When I was 12, Jonathan Schell's "The Fate of the Earth" (a slim blue paperback) accompanied me to New York City, where the rest of my confirmation class at Grace Episcopal Church of Silver Spring, Md., walked around, saw the sights, caught "Dreamgirls" on Broadway and crawled into sleeping bags to doze on the floors of St. John the Unfinished Cathedral. His description of the devastation a nuclear blast over New York City would wreak on the population fried something in my head. It started me off onto Pat Frank's "Alas, Babylon" and Nevil Shute's "On the Beach." It's part of the reason I enjoy things like Margaret Atwood's "Oryx and Crake." A taste for apocalypse, I guess. Um, why am I a journalist again?

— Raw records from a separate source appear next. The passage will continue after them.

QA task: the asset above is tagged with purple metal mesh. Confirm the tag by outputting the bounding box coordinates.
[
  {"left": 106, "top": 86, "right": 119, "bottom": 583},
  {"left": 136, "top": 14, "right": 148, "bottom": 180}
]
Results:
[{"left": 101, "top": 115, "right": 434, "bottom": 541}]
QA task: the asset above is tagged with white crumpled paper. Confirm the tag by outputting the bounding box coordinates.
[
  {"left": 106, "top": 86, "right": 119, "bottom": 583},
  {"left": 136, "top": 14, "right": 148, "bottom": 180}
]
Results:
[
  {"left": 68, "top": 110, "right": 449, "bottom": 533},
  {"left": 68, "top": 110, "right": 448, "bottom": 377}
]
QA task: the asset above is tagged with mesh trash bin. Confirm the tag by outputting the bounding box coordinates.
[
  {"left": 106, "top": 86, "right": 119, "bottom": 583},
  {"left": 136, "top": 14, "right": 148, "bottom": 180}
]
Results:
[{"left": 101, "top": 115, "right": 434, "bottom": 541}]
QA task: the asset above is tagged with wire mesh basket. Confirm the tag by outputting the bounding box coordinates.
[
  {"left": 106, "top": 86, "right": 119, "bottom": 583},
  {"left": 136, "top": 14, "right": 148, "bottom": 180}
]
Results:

When I was 17, Charles Kiel's "Urban Blues" made social science and anthropology seem as cool as learning how to play guitar.
When I was 24, Paul Beatty's "The White Boy Shuffle" gave me a painfully funny version of myself, a young black man deeply uneasy about the lines of force the society formed around him, a G.K. over whom I could laugh myself sick.
When I was 30 and 31, Zadie Smith's "White Teeth" was a wild, funny, comforting read and Kim Stanley Campbell's "The Years of Rice and Salt" was deeply inspiring and utopian, pan-theistic but not Panglossian. I'll let you flip a coin as to which one should be the fifth book.